Nvidia And The AI Bubble: Is It Real?
Image courtesy of 123rf.com
Over the week, Nvidia (Nasdaq: NVDA) stock dropped by 6.5% to $136.71 per share, leveling to the first half of October price range. It is telling that this price correction occurred after another earnings per share (EPS) beatdown. On November 20th, for the Q3 ending October 27nd, Nvidia surprised investors by 11.43%, having beaten the EPS estimate of $0.7 at $0.78.
Year-over-year, Nvidia’s EPS was 111% higher, while NVDA stock got boosted 189% for the same period . Yet, the $2 billion revenue estimate beatdown to $35.1 billion (up 94% YoY) seems to have elicited muted enthusiasm.
On one hand, it makes sense there would be cashouts for such a continuously and rapidly rising stock. This would then serve as the buy the dip opportunity. On the other hand, is AI data center demand as high ahead as the last two years of NVDA stock performance indicated?
Is there Such a Thing as an “AI Bubble”?
For there to be a bubble, the sector would have to be massively overvalued. Not just in terms of demand but also in terms of AI products returning investments. AI deployment across text-to-text, text-to-image, and text-to-video may as well become omnipresent, but there is a lingering question if such deployment will be adequately profitable.

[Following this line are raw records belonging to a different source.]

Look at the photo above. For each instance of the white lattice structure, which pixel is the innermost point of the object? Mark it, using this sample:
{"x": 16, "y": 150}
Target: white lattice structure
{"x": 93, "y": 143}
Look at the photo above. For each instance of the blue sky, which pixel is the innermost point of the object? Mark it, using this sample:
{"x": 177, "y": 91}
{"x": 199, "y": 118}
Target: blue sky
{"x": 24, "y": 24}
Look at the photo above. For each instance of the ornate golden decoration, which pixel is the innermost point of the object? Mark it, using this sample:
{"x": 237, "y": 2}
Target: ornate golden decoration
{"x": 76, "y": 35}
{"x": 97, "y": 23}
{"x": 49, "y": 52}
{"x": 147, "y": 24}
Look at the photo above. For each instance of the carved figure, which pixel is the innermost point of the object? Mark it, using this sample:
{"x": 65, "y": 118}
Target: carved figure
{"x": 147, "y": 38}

After all, the popping of the dot-com bubble in early 2000 did not cause the internet to linger in stasis. On the contrary, but the Nvidia of the dot-com bubble, Cisco Systems (Nasdaq: CSCO) is still far away from its all-time high price of 80.06 in March 2000, vs its current price of $59.38 per share.
According to Crunchbase data, AI startups have cumulatively raised over $150 billion since 2021. Notably, this capital growth is escalating, having grown 80% more in Q1’24 than in Q1’23. Per Stocklytics, this led to $33 billion raised capital in just the first half of 2024. For comparison, US-based VC funding for crypto startups was just over $7 billion (trailing three months) at the peak of 2022.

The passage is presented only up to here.